Around 40 coins have a market value exceeding $1 billion.

On January 9th Kodak launched a coin that allows photographers to charge for their work.

Telegram, a messaging service with 180 million users, will launch Gram to pay for range of services from online storage to virtual private networks.

Reportedly, Facebook is looking into creating a digital coin. Would Bitcoin’s days be numbered?

Taming the titans,” The Economist, January 20, 2018

Google, Facebook, Amazon, Apple are all BAAD: Too big, anti-competitive, addictive, destructive to democracy.

Anti-competitive - Facebook and Google control 80% of news referral traffic; Google has an 80% market share in search, while Amazon controls 40% of online commerce. They all have a huge advantage due to network effects.

Addictive - Teens who use social media extensively are less happy than peers. Depression and suicides have risen. Apple CEO Tim Cook told his nephew to lay off social media.

Damaging democracy - People now get their news in filter bubbles, strengthening confirmation bias, and fake news is on the rise.

Proposed actions - “Hipster antitrust.”

  1. Break them up!

  2. Utility regulation - Mark Zuckerberg, you’ll rue the day you referred to Facebook as a utility, as ubiquitous as electricity. It’s hard to regulate prices when they are $0, so more likely regulators would cap profits.

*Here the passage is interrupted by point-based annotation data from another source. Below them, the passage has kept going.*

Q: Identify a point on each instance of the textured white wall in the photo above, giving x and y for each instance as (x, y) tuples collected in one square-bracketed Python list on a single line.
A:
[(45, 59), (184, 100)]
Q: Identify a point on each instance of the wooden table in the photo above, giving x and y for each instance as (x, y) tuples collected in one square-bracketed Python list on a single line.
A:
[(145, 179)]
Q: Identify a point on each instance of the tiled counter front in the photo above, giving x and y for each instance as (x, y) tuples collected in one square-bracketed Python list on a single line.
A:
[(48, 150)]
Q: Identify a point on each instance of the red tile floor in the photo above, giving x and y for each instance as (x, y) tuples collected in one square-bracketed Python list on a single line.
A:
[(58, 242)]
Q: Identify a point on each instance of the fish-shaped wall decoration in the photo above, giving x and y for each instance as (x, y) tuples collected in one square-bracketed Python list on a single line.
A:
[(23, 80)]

  3. Prevent new acquisitions

  4. Data portability and interoperability. Customer data binds users to you and data gives them a huge competitive advantage. Let customers move their data elsewhere, and force companies to share the data with other firms.

Like sexual harassment scandals, M for monopolist, is today’s scarlet letter.

Content liability—your blanket protection won’t last. Germany can now impose fines if extremist content is not taken down within 24 hours.

Ed’s Topics

Alexander C.R. Hammond, “The Ice Box Cometh

  • In 1919, a refrigerator cost $11,000 in today's money

  • Tasks that needed servants or, later on, expensive equipment, are now cheap for all

  • Most people have a cheap fridge three times the size of the earliest models

Stop Calling it an Opioid Crisis,” CATO, January 9, 2018

The "crisis" talk is cause some people in very serious pain to avoid any and all opioids for fear of getting addicted. While that is possible, proper usage makes it unlikely. 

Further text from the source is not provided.